Almost every process safety incident can be traced back to a complex interplay of these four elements, and a multiplying impact of shortcomings or simple errors in one or more of these areas. I like to point people to a few interesting videos that summarize the chains of events leading up to a few of the more major of these incidents (Richmond Refinery and Texas City). The reason I find these so compelling and important is that (a) almost always, the causative issues were avoidable, (b) there is often a systematic underinvestment in the correct monitoring and analysis tools that would help operators and engineers forecast and prevent the issues; or another way to put it is that the latest tools are often not in use in these situations, leading to jury-rigged approaches, and (c) the issues are very complex. There are interplays of different process events with consequences.
Degradation of systems and materials seems to be at the heart of a lot of weak points in process systems from a safety point of view. The ideal designs work fine, but what about the consequences of emergency blowdowns and the like? Can we effectively design those in, and on an ongoing basis, reevaluate integrity?
This has in fact been done using the new Blowdown models within AspenTech's process simulation tools [see video].
Another issue is the adequacy of the sizing of process safety systems. Sometimes this re-analysis is not performed frequently enough or without visibility across the entire impacted process system.
This is where, again, software technology innovation can be instrumental in making it easy enough to perform these re-analyses more frequently, and more importantly, make it economically advantageous to do so. By doing these re-analyses with the latest rigorous tools and integrated methods, not only can regulatory imperatives be met but additionally significant capital savings are usually identified.
TECHNOLOGY COMBINED WITH METHODOLOGY
An interesting webinar, jointly produced by AspenTech and InProcess, a leading expert company in this area, talks about how to effectively use these new technologies, in conjunction with the appropriate methodologies, to both achieve safer plants and save sizeable CAPEX. A summary of the points covered in the webinar is also recorded in a brief video.

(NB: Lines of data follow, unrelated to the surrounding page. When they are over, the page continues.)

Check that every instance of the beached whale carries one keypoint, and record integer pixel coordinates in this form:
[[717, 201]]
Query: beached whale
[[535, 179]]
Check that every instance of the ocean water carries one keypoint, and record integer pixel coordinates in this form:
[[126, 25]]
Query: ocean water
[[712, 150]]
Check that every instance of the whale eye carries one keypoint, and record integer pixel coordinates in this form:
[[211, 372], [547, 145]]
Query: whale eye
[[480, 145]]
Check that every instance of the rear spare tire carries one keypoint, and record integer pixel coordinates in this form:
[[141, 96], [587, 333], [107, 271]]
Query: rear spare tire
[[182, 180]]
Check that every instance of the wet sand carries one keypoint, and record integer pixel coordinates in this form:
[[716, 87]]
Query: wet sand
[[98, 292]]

Innovative technologies can help to make the design and re-analysis of process safety systems more convenient, more rigorous, and more accessible.
COMBINING THEM ALL
Innovative technologies can help to make the design and re-analysis of process safety systems more convenient, more rigorous, and more accessible. Combining these technologies with broader general-purpose simulation tools (such as Aspen HYSYS) can drive engineers towards more rigorously and systematically looking at the overall process systems. The correct methodologies, and training and dedication to use of these methodologies, is an essential underpinning.
But beyond that, it is people who make all of these effectively work together to achieve process safety. The approach, training and dedication of engineers. The motivation and ethics of company and plant managers. The training and culture within the plant.